Someone had actually locked the door at my mother’s house, so I slipped in through the porch window. A strange, professional-looking woman slept in the living room. Folded shirts lay next to her, along with needles and prescription bottles on the coffee table. I felt like I was in someone else’s house again, the fear of her waking up, seeing me and calling the cops. Even the framed pictures, I didn’t recognize them right away. I grabbed one. All of us, before Dad left, after I graduated grade school or something meaningless. Now it was Mom’s turn to go. I told the Hospice lady I’d just be a minute, but she didn’t stir.
Upstairs, I lay on my old bed, pulled back the curtain, and stared out to the neighbor’s house through the trees there. I felt like I had snuck back after being in so many people’s homes, after looking at trophies in dens, china in glass displays, souvenir magnets of zoos on fridges, calendars with tiny birthday cakes on birthday days, like when I was young. I had done it, got back in my bed without getting caught. I was here with my mom, after looking in the places I shouldn’t. But I still wanted something more. I threw open the door to the master bedroom with one sweep, which my mother did not hear, or she was too almost-gone to notice. She lay on her side of the bed with more than half the queen-size empty. A stuffed teddy bear with a scarf sat next to her. Did she hug that, in the night, and believe for a moment someone was with her? I stared down at the scene, took it all in. My mother was always pale, but now she looked so white she was see-through, made of light. She breathed thin scratches. I could have done anything right then.
I wanted to crawl in and make up a bad dream to tell her about. I wanted to feel comforted by her once more. It seemed foolish and pathetic, and she didn’t need to think her son was unstable right before she sailed to the other side.
“Hey,” I said. “Hey, you there?”
She just kept breathing, kept living a bit longer. I climbed into bed and lay on top of the sheets. I curled up. “Hey, Mom,” I said, and I watched her eyes flail under her white eyelids. I saw her. Slowly, I reached out and touched her cheek. Then I jumped out and swiped the house key off the dresser in one quick silent scoop.
I went out the way I came in. On the porch, I took one last look. Then I stabbed the key in the door lock, opened up the place, and took off.

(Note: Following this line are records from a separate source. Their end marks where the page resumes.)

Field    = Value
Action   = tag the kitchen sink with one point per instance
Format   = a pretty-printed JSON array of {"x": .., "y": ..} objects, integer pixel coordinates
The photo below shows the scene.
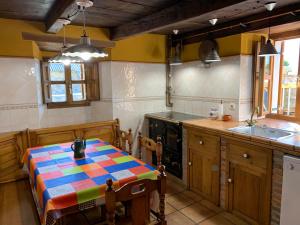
[{"x": 261, "y": 131}]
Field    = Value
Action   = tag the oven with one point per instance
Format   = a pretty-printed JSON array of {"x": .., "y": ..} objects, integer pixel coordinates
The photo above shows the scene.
[{"x": 171, "y": 134}]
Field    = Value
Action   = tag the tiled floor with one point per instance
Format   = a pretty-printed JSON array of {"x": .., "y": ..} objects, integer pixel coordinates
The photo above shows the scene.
[
  {"x": 186, "y": 208},
  {"x": 182, "y": 208}
]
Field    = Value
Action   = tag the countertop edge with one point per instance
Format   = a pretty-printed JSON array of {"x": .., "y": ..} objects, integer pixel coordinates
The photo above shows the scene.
[{"x": 272, "y": 144}]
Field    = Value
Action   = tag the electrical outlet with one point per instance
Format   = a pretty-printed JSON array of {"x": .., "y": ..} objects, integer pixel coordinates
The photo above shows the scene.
[{"x": 232, "y": 106}]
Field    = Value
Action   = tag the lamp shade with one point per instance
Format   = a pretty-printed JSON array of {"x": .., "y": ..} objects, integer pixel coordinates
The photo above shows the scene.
[
  {"x": 212, "y": 56},
  {"x": 85, "y": 50},
  {"x": 64, "y": 59},
  {"x": 175, "y": 61},
  {"x": 268, "y": 49}
]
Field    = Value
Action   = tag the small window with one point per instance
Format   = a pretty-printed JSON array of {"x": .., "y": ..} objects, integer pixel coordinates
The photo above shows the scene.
[
  {"x": 74, "y": 85},
  {"x": 278, "y": 81}
]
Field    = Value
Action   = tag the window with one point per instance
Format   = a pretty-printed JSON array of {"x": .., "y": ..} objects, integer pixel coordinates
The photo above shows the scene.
[
  {"x": 277, "y": 83},
  {"x": 74, "y": 85}
]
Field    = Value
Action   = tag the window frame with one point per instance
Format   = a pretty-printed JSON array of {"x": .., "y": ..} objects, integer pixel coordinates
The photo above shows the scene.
[
  {"x": 91, "y": 82},
  {"x": 259, "y": 85}
]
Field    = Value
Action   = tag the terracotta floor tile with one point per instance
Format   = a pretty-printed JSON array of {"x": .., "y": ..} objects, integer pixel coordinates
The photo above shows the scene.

Sometimes, I like to remember that after I split, I spun around to see a light on upstairs, that I watched as my mother forgave me with some beautiful gesture, and that I nodded knowingly. But I don’t think anyone would believe that. My mother finally went a few hours later. I spent the night far away. First in a neighbor’s foyer. Then somebody’s bedroom. Then a kitchen. One onto another. I flipped through piles of photos. I watched parents dream. I drew birthday cakes on calendars. It wasn’t that good though. Before I left town, I saw Pete again and told him to find a sweet girl and to get too busy to remember missed opportunities. He just shook his head and laughed, but he hugged me. Taking off, on the bus, I watched out the back as my old town’s green street signs grayed, the grass yellowed, the black tar went white, the blue colonials dripped sick green, the lid of a trashcan blew off and rolled to the edge of the world, the fading pink skies began to erase telephone poles and brick chimneys from their tops down, and the already-vanishing everything else back there dissolved away. But I always knew that would happen. Kind eyes get used up.